Voilà les éléments qu’il vous faut guetter pour assister au spectacle !

Hébergement à Nazaré
La plupart des personnes venues à Nazaré pour voir les vagues étaient des voyageurs en camping car, van ou caravane. Vous trouverez des emplacements de stationnement sur la plage nord.
Je ne suis pas passée par Air BnB (que j’ai tendance à éviter quand je voyage seule, car je veux limiter tout facteur de stress), mais j’ai vu que plusieurs étaient disponibles en centre-ville.

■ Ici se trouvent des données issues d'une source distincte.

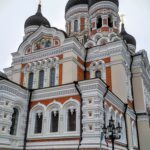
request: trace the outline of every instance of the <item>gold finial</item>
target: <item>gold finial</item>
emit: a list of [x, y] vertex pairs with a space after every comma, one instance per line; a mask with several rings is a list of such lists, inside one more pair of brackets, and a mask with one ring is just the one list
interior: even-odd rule
[[125, 17], [124, 14], [120, 15], [120, 19], [121, 19], [121, 23], [122, 23], [122, 24], [124, 24], [124, 17]]
[[39, 5], [41, 5], [41, 3], [42, 3], [42, 1], [41, 1], [41, 0], [39, 0]]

Les hôtels sont eux aussi situés sur la plage centrale et en centre-ville. Vous n’en trouverez aucun sur la plage nord, très sauvage. Je vous recommande l’hôtel Praia, situé à 50 mètres de la plage centrale, qui dispose d’une terrasse panoramique avec piscine et vue sur la mer. J’ai payé 55 euros pour des conditions quasi luxueuses.
Location de voiture
Je suis arrivée à l’aéroport de Lisbonne, et j’ai loué une voiture le temps de mon périple. Nazaré est à un peu plus d’une heure de route au nord de Lisbonne (2h si vous partez de Porto), la majorité du trajet sur autoroute, cela se fait facilement. Je suis passée par Discover Cars pour la location de ma voiture et tout s’est bien passé.
Avertissement de sécurité fondamental pour qui veut voir les vagues XXL
Les vagues obéissent à un modèle mathématique capricieux et complexe. Elles sont capables de se voler mutuellement de l’énergie, potentialisant leur puissance et leur danger. Parfois, une vague va « dévorer » ses voisines et se transformer en véritable ogre, devenant beaucoup plus haute que toutes les autres vagues de la série. C’est comme ça qu’au milieu de vagues de 12 mètres, on va soudain trouver un géant de plus de 30 mètres. (Si le sujet vous intéresse, cherchez sur Google « vagues scélérates », cela va vous passionner.) Cela vaut dire qu’il faut se montrer d’une prudence extrême face aux vagues géantes. Une vague énorme peut succéder à une série calme. L’océan peut soudain monter beaucoup, beaucoup plus haut que ce que vous avez imaginé, et balayer un point d’observation qui demeurait jusqu’alors au sec. Tous les ans, des gens meurent en observant les grosses vagues, surpris et emportés par une déferlante plus violente que les autres. Etablissez une distance de sécurité à partir de vos observations des vagues précédentes, et doublez ou triplez-la. Je vous garantis que quelqu’un qui se ferait emporter sur la corniche de Nazaré et tomberait au milieu des rochers sous des déferlantes de 15 mètres n’aurait aucune chance de survie. Veillez à votre sécurité, et retenez ce truc que mon père me répète depuis que je suis toute petite : sur le rivage, et particulièrement les jours de grosses vagues, on ne tourne jamais le dos à l’océan.

Bonne chance, les chasseurs de vague.